When Tahyna develops gestational diabetes while pregnant with their son, the film shows her mounting anxiety. In one scene, Tristan is seen trying to soothe his wife’s fears as a reassuring voice of reason. Surely though he wasn’t that calm and level-handed beneath the surface?

“No, no, no!” he concedes. “I was like a duck in water – calm on the top, while the fucking feet are going like crazy at the bottom. I wasn’t in control of my emotions, let alone this situation. I felt heartbroken, sick in my stomach, sick in my head. I was beating myself up inside!”

Strikingly, the film shows that, for all the couple’s obvious closeness, Tristan attempts to deal with each of the miscarriages on his own. “Most definitely,” he agrees. “And I think that’s a problem that other people have as well: sometimes the support needs support as well.”

It’s this area that he focuses on when asked to give advice to anyone else confronting the same ordeal.

“I wish we talked a little bit more about it,” he says. “You have to listen to what your partner is going through. But you also have to listen to what you’re going through.

“Your feelings aren’t something to be afraid of, and it’s certainly not something that you should keep inside. I’ve done that too much. My way of dealing with all this now is to be honest. You’ll help each other get through it by telling each other what you’re going through.”

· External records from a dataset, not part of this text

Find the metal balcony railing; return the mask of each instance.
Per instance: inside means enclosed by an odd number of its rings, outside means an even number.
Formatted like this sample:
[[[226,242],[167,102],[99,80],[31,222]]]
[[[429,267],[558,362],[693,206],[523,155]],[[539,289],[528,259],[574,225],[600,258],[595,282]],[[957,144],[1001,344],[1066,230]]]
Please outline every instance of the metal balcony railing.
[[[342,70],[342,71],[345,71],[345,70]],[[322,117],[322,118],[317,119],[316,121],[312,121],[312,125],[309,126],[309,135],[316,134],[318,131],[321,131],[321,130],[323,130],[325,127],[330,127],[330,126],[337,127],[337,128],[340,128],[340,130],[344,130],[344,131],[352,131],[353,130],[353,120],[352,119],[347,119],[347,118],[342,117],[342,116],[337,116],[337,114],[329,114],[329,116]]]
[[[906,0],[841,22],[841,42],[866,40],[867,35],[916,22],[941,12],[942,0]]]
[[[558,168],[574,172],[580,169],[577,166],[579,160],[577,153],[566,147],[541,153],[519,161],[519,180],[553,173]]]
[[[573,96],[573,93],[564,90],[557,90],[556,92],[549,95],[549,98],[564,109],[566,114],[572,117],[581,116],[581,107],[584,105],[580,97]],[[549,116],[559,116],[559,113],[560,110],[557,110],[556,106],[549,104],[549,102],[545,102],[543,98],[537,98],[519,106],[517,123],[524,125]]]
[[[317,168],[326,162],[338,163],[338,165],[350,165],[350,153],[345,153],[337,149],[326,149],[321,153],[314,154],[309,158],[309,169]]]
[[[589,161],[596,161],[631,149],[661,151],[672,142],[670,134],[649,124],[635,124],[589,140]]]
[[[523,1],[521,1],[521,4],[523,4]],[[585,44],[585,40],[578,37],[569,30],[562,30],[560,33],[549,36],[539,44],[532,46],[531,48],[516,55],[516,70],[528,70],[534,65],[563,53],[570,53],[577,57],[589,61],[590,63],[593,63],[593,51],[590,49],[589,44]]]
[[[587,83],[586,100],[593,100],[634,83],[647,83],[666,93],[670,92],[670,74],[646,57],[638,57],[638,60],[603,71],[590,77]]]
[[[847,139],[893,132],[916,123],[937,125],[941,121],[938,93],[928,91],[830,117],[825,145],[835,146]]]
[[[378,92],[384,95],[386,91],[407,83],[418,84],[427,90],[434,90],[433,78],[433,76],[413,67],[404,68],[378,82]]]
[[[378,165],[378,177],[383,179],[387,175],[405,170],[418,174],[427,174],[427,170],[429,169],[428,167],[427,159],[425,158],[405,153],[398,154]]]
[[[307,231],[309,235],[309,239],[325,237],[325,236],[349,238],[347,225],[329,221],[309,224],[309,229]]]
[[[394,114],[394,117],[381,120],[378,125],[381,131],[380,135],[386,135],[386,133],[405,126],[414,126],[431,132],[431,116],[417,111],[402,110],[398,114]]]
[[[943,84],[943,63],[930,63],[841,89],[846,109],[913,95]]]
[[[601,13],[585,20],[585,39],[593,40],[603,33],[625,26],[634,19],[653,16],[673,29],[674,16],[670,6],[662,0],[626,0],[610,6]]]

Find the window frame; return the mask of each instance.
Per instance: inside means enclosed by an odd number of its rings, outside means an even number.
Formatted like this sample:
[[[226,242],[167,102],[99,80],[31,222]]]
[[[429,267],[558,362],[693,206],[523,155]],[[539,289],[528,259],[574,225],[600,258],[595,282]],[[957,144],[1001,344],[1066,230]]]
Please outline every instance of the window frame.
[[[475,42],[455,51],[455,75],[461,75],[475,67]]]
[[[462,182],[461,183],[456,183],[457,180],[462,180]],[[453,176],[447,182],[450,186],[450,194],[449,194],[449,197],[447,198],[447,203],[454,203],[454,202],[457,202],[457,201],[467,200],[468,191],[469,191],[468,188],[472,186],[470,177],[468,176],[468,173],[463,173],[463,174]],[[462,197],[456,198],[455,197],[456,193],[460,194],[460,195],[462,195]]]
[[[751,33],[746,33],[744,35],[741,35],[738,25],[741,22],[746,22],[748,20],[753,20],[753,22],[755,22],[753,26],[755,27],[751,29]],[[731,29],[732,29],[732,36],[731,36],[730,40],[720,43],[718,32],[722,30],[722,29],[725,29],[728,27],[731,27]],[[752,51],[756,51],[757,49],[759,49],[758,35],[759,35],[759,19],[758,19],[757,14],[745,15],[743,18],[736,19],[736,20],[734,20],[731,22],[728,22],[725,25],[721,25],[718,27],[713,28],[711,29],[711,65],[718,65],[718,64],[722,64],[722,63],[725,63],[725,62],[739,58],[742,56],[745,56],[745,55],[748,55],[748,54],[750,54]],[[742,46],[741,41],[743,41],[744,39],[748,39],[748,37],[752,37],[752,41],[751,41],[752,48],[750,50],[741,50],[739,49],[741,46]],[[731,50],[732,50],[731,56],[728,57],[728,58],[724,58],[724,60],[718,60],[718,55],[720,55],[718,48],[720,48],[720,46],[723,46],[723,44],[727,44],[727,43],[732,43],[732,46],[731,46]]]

It’s advice backed up by wider research. Working through your grief is proven to be beneficial with one study showing that men who struggled to cope following a miscarriage were vulnerable to a “delayed grief response” two years later.

Avoiding the subject can also exacerbate the fallout for your partner. Another study showed that six months after a miscarriage, the women who were most depressed had the partners who were least willing to talk about the loss.

What the film highlights is that miscarriage affects both partners, albeit in different ways. “As the man you’re going to be the father just as much as your partner is going to be the mother,” Tristan points out.

Which leads us to the one dud note of the film. The doco is called MuM – Misunderstandings of Miscarriage and this is a problematic title. Despite the willingness to include the male perspective, the name sabotages that intent by pushing the subject-matter back into the female domain where it normally resides.

It’s a decision that feels bafflingly out of step with the film’s otherwise balanced approach. But don’t let it turn you off. This is a powerful and necessary film about a subject too often overlooked.